As explained above, according to the magnetic bubble memory device of the present invention, the width of variation in the upper limit value and lower limit value of the pulse phase after the magnetic bubble memory chip is incorporated into the memory device is reduced, and the apparent pulse phase margin is An extremely excellent effect can be obtained in which the amount of decrease in is brought close to zero, and the phase margin width of the operating pulse in the stable operating region can be greatly expanded.

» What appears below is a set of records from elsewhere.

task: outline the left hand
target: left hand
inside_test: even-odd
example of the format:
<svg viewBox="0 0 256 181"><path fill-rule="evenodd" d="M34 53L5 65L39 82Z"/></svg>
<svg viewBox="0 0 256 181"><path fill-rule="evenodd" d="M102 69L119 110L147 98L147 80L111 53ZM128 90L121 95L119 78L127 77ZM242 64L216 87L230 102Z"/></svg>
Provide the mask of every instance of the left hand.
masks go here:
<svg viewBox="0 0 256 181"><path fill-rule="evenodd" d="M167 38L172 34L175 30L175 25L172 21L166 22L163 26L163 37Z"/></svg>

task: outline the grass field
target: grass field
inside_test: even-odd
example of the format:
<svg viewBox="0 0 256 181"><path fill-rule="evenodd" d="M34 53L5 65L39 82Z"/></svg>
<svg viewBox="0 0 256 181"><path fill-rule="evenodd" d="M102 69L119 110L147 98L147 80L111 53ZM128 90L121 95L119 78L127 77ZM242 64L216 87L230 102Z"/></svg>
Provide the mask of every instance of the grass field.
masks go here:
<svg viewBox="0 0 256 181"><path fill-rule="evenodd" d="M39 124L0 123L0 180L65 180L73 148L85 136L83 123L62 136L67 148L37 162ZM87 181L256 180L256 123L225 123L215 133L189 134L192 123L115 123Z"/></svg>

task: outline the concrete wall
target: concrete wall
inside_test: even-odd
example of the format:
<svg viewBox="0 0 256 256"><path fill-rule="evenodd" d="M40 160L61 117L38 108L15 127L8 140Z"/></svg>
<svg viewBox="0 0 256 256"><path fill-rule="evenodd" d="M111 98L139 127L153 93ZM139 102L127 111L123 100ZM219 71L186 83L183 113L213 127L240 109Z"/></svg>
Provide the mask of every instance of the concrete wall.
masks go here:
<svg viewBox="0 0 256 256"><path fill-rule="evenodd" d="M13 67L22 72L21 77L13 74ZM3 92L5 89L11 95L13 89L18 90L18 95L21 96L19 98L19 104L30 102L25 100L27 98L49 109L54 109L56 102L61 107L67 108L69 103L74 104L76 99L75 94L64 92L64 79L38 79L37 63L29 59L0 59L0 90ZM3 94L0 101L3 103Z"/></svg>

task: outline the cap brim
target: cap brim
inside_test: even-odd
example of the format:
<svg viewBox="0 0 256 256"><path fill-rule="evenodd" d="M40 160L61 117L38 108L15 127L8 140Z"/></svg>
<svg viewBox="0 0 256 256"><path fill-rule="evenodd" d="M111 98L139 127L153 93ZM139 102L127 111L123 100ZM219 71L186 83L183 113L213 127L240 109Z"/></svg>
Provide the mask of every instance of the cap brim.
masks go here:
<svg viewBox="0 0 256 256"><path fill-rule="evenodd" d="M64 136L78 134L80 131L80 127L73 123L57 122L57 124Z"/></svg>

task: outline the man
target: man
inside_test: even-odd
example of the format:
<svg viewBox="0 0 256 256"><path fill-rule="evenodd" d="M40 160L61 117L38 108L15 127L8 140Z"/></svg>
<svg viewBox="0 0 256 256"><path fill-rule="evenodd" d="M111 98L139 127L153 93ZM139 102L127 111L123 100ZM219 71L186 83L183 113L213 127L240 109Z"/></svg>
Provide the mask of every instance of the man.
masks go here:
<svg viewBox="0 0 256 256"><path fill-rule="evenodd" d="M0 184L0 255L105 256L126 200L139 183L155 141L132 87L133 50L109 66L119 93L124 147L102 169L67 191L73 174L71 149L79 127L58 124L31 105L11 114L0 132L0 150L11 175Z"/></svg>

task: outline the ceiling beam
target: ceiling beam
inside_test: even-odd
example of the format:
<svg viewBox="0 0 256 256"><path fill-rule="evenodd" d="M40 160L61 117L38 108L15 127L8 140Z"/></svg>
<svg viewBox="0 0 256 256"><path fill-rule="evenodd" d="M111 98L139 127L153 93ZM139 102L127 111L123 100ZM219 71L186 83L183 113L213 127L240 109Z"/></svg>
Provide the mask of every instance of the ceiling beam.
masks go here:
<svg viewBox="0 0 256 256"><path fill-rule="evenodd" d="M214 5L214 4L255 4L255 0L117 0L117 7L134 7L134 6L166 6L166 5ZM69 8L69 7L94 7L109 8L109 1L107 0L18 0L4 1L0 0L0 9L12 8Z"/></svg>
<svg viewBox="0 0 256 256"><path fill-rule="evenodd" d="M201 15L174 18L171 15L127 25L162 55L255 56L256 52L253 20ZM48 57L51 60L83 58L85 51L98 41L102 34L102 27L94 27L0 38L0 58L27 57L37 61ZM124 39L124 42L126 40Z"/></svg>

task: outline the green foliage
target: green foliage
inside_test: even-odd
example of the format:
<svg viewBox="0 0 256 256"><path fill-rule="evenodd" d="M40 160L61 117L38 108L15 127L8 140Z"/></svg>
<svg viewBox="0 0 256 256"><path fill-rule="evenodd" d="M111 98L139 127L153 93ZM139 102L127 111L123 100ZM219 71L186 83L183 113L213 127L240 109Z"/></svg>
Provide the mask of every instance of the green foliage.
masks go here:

[Brief explanation of drawings]

FIG. 1 is a diagram showing an example of an operational configuration diagram of a magnetic bubble memory device. FIG. 2 is a diagram showing an example of the phase margin of the operating pulse current, FIG. 3 is a diagram showing an example of variation in the phase margin, and FIGS. 4a, b to 8 illustrate the magnetic bubble memory device according to the present invention. This is a diagram for 1...Magnetic bubble memory chip, 2...
・Permanent magnet, 3...magnetic shunt plate, 4...X
Coil, 5...Y coil, 6...Spacer.

Claims (1)

[Claims] 1. A magnetic bubble memory chip, a rotating magnetic field generating circuit that applies a horizontal rotating magnetic field to the magnetic bubble memory chip,
A magnetic bubble memory comprising: a bias magnetic field generation circuit that applies a direct current magnetic field perpendicular to the magnetic bubble memory chip; and an operation pulse current generation circuit that supplies operation pulses that cause the magnetic bubble memory chip to generate, transfer, and divide magnetic bubbles. 1. A magnetic bubble memory device, wherein a median value of a phase margin of at least some of the operating pulses is set to a value near a start/stop direction of the rotating magnetic field or a direction opposite thereto. 2. The magnetic bubble memory according to claim 1, wherein the median value of the operation pulse having a narrow pulse phase margin width is set to a value near the start/stop direction of the rotating magnetic field. Device.